Setelah memasak bubur, aku menyiapkan minum dan obat di atas meja ruang tamu kemudian menuliskan pesan dikertas,

Saat kamu sudah bangun makan bubur ini dan jangan lupa minum obatnya! Maaf, tapi aku harus berangkat ke sekolah dahulu. Get Well Soon J !

- Raya –

Aku meletakkannya dibawah piring agar tidak terbang kemana-mana. Karena sudah telat maka aku harus segera berangkat sekarang juga, tapi saat sudah didepan pintu aku berhenti sejenak dan berbalik mennghampiri sofa yang Alfa tiduri.

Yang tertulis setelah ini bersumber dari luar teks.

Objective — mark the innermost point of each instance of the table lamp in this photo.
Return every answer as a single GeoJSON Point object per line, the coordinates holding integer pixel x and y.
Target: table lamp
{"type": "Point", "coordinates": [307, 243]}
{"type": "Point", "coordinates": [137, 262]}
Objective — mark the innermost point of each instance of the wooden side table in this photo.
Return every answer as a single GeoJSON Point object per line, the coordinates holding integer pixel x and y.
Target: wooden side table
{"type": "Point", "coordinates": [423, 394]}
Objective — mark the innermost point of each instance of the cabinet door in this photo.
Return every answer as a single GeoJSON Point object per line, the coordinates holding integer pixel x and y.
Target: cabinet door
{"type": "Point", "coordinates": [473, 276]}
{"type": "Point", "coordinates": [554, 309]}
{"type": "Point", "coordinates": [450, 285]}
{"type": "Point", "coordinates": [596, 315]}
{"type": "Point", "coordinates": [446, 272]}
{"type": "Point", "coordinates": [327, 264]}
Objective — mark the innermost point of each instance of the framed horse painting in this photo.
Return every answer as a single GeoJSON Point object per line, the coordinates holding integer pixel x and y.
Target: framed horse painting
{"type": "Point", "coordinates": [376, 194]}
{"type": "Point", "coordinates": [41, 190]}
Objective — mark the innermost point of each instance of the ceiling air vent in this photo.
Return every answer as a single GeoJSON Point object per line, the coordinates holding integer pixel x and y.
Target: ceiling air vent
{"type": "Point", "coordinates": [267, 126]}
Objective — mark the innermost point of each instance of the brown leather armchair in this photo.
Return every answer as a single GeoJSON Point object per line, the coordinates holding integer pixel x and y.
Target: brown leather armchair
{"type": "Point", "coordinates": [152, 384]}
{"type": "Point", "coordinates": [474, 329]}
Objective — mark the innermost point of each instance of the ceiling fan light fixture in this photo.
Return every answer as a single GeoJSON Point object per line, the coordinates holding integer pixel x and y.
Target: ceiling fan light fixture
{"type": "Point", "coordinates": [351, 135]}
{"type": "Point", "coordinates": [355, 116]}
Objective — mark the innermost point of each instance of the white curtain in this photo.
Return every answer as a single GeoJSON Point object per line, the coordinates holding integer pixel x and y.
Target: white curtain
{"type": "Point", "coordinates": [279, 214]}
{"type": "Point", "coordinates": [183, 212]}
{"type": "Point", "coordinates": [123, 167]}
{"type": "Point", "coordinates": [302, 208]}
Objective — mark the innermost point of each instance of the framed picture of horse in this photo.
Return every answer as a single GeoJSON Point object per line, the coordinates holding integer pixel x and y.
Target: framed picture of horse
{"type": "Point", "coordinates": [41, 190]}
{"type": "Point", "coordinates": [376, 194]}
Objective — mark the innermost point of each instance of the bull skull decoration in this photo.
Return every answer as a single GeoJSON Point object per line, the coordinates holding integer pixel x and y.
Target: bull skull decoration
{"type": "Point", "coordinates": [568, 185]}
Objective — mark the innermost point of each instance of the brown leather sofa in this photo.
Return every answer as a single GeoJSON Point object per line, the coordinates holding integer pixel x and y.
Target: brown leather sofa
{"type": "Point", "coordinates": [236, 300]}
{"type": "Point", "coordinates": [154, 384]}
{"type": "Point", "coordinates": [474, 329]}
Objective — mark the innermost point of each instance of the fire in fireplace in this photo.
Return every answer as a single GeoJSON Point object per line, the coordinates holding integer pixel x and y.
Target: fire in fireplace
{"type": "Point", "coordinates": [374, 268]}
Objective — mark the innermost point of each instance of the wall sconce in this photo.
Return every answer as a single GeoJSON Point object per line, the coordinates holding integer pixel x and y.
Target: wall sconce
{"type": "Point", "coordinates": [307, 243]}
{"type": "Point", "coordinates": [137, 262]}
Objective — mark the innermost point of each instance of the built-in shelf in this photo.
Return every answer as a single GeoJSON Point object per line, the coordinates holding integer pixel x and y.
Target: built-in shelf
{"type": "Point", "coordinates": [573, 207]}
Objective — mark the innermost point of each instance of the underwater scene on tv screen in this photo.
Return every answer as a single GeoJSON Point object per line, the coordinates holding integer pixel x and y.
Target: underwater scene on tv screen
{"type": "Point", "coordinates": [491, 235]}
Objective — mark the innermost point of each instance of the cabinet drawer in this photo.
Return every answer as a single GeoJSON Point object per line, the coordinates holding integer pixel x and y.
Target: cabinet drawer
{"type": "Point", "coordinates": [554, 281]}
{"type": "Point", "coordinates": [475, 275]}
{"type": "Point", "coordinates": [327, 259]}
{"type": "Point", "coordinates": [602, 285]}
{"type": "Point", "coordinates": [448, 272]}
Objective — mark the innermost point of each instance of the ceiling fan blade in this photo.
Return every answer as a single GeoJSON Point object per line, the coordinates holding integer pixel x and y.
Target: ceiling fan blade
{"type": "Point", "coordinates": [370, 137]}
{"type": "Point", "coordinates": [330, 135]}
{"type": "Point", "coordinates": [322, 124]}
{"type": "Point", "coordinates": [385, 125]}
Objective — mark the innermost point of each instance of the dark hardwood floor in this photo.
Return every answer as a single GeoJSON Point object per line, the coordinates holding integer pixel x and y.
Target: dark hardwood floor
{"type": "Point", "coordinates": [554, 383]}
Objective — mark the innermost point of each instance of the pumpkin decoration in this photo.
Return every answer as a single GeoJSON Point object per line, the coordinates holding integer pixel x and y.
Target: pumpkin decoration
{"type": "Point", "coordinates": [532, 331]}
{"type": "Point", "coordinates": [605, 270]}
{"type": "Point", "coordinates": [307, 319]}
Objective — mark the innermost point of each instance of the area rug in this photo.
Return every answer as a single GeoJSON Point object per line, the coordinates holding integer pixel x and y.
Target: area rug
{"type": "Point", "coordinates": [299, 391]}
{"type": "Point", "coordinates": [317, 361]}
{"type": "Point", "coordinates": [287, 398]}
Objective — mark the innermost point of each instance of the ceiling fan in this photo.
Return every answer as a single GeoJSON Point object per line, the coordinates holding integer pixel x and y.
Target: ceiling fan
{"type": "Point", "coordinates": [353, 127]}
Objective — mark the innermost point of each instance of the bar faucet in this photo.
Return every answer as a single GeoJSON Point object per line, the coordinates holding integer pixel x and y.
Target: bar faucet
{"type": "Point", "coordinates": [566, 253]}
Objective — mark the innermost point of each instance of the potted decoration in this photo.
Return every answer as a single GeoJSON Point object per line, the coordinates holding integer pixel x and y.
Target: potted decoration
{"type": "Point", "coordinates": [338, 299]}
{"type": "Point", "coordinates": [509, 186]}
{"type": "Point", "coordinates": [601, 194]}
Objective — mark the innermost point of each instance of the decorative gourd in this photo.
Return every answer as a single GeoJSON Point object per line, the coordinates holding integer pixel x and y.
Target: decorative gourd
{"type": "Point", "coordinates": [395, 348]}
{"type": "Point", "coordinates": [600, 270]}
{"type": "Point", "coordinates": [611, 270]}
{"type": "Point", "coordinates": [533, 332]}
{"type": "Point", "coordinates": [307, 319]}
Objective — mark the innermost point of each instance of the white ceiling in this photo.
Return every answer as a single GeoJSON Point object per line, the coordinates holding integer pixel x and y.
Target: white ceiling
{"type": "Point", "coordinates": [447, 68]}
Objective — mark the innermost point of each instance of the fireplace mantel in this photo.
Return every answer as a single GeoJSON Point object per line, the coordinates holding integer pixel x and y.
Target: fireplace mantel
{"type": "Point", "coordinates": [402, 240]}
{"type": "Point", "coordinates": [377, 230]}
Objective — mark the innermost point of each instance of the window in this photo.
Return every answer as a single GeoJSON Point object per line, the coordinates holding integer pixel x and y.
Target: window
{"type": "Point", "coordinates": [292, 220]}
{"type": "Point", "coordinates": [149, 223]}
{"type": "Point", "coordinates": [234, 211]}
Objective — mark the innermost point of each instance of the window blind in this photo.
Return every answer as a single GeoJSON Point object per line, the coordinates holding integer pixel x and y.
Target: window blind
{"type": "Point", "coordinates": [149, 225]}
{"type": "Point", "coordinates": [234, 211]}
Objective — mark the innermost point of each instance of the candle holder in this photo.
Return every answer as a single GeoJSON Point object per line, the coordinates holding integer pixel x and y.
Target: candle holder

Aku mengusap rambutnya dengan pelan, tidak tahu kenapa rasanya aku ingin melakukan ini kepadanya. Aku menatap wajahnya yang masih terlihat pucat dan mengusap pipinya, entah aku merasa sepertinya dia sedang ada masalah,

“Kalau ada apa-apa cerita,” ucapku pelan yang masih sambil mengusap pipinya.

Aku takut dia akan berubah kalau dia akan terus menerus memendamnya, aku tidak ingin melihatnya menyalahkan dirinya sendiri karena masalah entah itu apapun, aku tidak ingin melihat dia terus menerus memakai topeng yang masih ia pakai selama ini. Itulah yang aku rasakan saat melihatnya seperti sekarang ini.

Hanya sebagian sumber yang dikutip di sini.